Signature Sponsor
Acreage in Leases Involves Coal Gas

 

 

By Dennis Webb


July 5, 2018 - In Colorado, gas would be produced from a coal mine rather than traditional drilling in the case of more than 5,000 of the nearly 8,000 acres the Bureau of Land Management is considering offering in an oil and gas lease sale.


That's according to Gunnison Energy, the company that has nominated the mine-related land and other North Fork Valley acreage the BLM is considering for the December sale.


"This isn't an area where there would be a lot of drilling," Gunnison Energy president Brad Robinson said of the acreage that overlies the Bowie No. 2 mine near Paonia, Colorado, which Bowie Resource Partners idled in 2016.


"It's a completely different project in every character," Robinson said.


Gunnison Energy has nominated other acreage in the North Fork Valley as well, as it seeks to do horizontal drilling for oil and gas in the Paonia Reservoir area and north of Paonia. The BLM says it is evaluating offering a total of some 7,900 acres in the North Fork Valley in the December sale.


The BLM announcement has drawn criticism from the Wilderness Society and the Paonia-based Citizens for a Healthy Community group due to the BLM's decision to considering offering North Fork acreage for lease. It previously had decided to defer offering tens of thousands of acres for leasing in the valley pending completion of a new resource management plan by the BLM Uncompahgre Field Office.


Robinson said the coal mine methane project — if it ever went forward — might involve drilling a single, shallow, vertical well to tap the gas there.


Underground coal mining in the North Fork Valley frees up large amounts of methane that is vented to the surface during operations to reduce the danger of explosions. The vented methane is a potent greenhouse gas and also an unexploited energy source.


Gunnison Energy is involved in an ongoing methane capture project at the now-closed Elk Creek Mine, a North Fork Valley operation owned by Oxbow Mining, a sister company to Gunnison Energy. In that case, Gunnison Energy owns the oil and gas rights involved. The project also involves other partners, including the Aspen Skiing Co., which contributed financially to the project due to its environmental benefits, and Holy Cross Energy, which buys electricity generated by burning the methane that is captured.


Despite the mine's closure, the project continues to produce gas and generate electricity due to the high volume of residual methane in the mine.


Robinson said that even if the gas rights are leased, it's far from clear that a methane-capture project would be commercially viable in the case of the Bowie mine methane.


"It's pretty tough to do. The gas isn't pipeline quality … so you've got to find somebody who will buy the electricity (generated by burning it) or do something else with it," he said.


Meanwhile, Citizens for a Healthy Community is planning to ask for an extension to the July 17 comment deadline the BLM has established for a public scoping period on North Fork and other Colorado acreage proposed for the December sale. The sale could include some 236,000 acres in total, much of it in northwest Colorado.

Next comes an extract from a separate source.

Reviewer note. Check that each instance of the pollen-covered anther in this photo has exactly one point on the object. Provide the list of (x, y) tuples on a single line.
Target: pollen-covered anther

The citizens group has called the comment period "ludicrously short," while the BLM says it's in keeping with its new policy of expediting oil and gas leasing.


Natasha Leger, interim executive director of Citizens for a Healthy Community, said the BLM effectively further reduced the 15-day comment period it provided by kicking it off just before the Fourth of July, during a time when many people are on vacation.


Leger said her group considers it unnecessary and irresponsible for the BLM to be putting parcels out for lease now when the new resource management plan is due out next year.


"The BLM clearly deferred leases back in 2011 and 2012 because of recognition that the current RMP was old," she said.


"… Nothing seems to have changed from that perspective with the exception of you now have a Trump administration that is now pushing to lease public lands for oil and gas at a ferocious pace," she said.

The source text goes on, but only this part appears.